There is also A. E. Housman’s famous warning that poetry is what makes the skin bristle and should not be thought of while shaving because that incapacitates the razor. Charming, but surely a very personal, hardly universal, reaction to poetry; besides, does a bristly skin, whatever that exactly is, present that much of an impediment to a razor? And if it did, would we, to test whether something is poetry, have to promptly start shaving?

Well, let us forget about what is poetry and return to rhyme and meter. These, I assert without being startlingly original, are very useful poetic tools. They serve to make poetry musical and memorable. The musical aspect makes it enjoyable as music does; the memorable aspect makes it portable. It also enables us to recite it more easily for the delectation of others and ourselves. And for all our modern hostility to didacticism, we do learn something from poetry that is useful: that others have felt like us and how they dealt with it.

In the days before portable radios, the Walkman, and the more recent inventions like the Blackberry and all those things with a prefix in “i,” remembered poetry was our most comforting companion, and profited from any mnemonic devices. Which, as noted, were pre-eminently meter and rhyme. Blank verse—iambic pentameter—was particularly ingrained in our minds thanks to Shakespeare and the verse drama and is thus more easily recalled. And if there are such things as i-pods and i-phones and the rest, does it mean that memorization is passé?

Does the motorcar eliminate the horse-drawn carriage? No; we still enjoy such things as a romantic carriage ride through Central Park. Does the electric shaver doom the unmotorized razor? The Sweeney Todd kind, perhaps. But not the good old Gillette, which costs much less and requires no elaborate upkeep. Not even the bow and arrow have fallen completely prey to the gun. We still have archery as a not unpopular sport.

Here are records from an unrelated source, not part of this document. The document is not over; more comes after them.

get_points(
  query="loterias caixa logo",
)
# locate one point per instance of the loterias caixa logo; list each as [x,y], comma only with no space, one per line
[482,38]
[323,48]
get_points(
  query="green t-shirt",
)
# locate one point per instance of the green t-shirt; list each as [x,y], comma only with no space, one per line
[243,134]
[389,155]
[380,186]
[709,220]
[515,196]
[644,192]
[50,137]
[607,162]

We still like rhythm. And isn’t meter a well-defined rhythm? It needs a bit of  variation to avoid becoming doggerel, but it is one of the things that make verse easier to memorize than prose. Many people can recite speeches from Shakespeare from memory; but can anyone recite paragraphs of Faulkner or Fitzgerald? I don’t think most people remember the line “To be or not to be, that is the question” merely for what it says and not as much for how it rolls off the tongue. Those three lovely iambs in the first hemistich, then the neatly bisecting caesura, and then a switch to the two balancing trochees, plus that extra syllable of the so-called feminine ending.

Or take the almost as well-known “Music has charms to soothe the savage breast.” Again, iambic pentameter, with the popular variation in the first foot to a trochee, good in beginnings where we like an accented syllable to start us off with a bang. But then we have the docile progression of four iambs, with that repetition aurally replicating the soothing in question.

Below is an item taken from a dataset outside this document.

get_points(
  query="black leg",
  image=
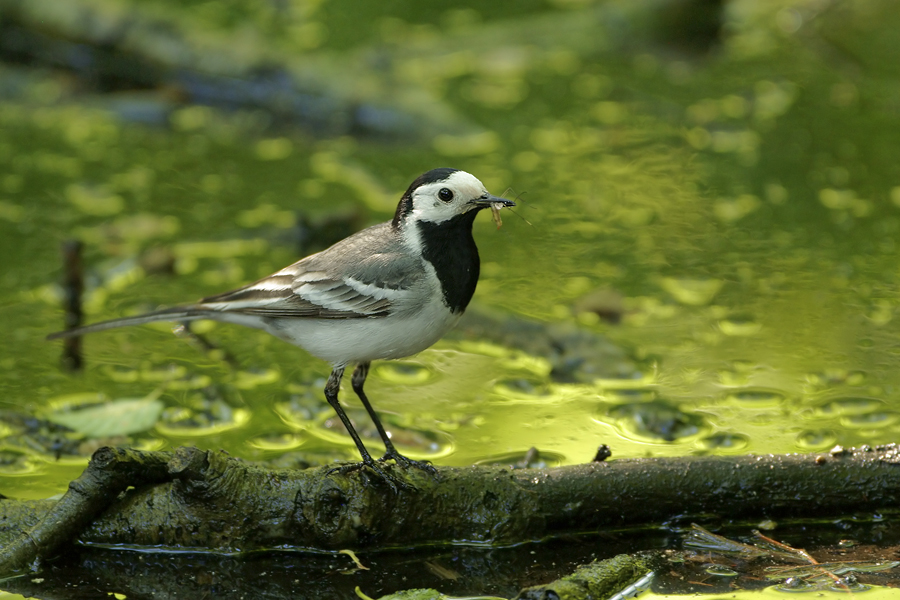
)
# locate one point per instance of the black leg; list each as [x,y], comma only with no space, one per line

As for rhyme; it even helps the poet to create. Suppose he writes a line that ends in “night.” Now he looks for a rhyme that is not the obvious “might” or “right” or “white.” (Rhyming dictionaries exist to help in the search,) And he comes up with things like “dynamite,” “plebiscite” and “troglodyte.” Each one of these can propel him in an original, unusual direction.

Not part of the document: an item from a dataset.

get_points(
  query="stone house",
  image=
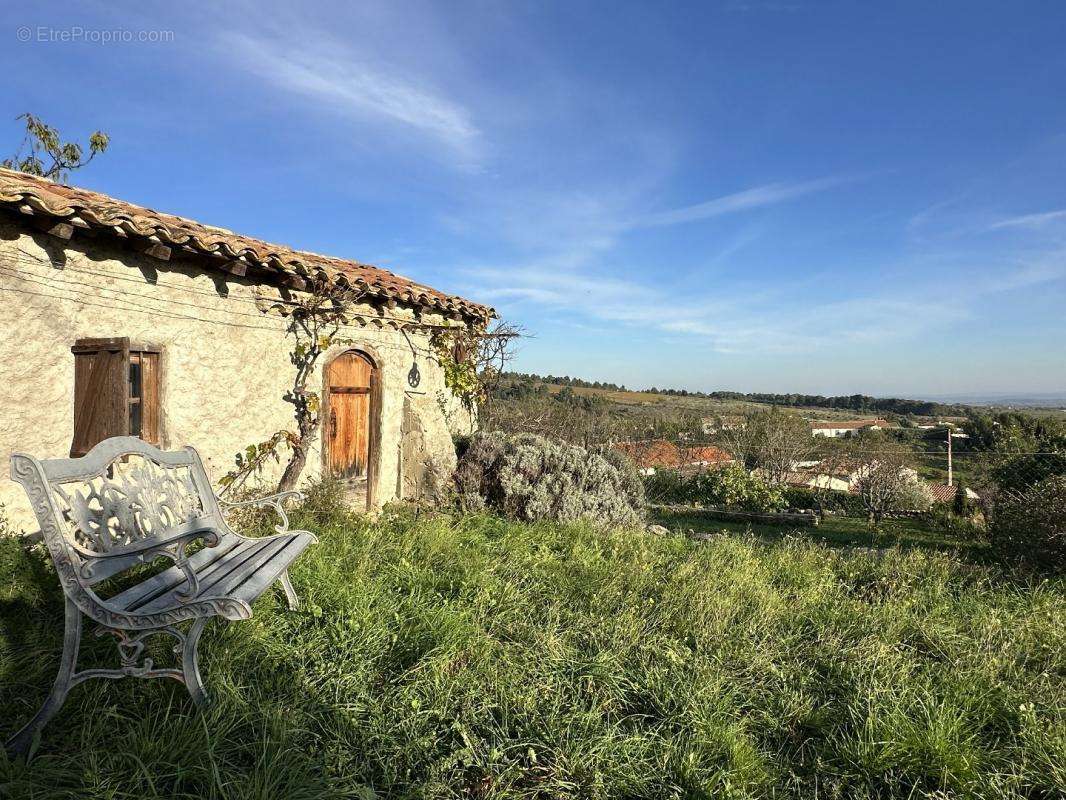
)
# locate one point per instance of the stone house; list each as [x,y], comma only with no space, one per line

Beyond that, rhyme means symmetry and closure, and aren’t those good, desirable things? Doesn’t the saying “makes no rhyme or reason” entwine rhyme with the great good of reason? “Cela ne rime a rien” say the French, equating rhyme in its absence with the lack of good sense. Rhyme betokens order, harmony, fulfillment of expectation—all good things. So, poets, how about a return to rhyme and meter?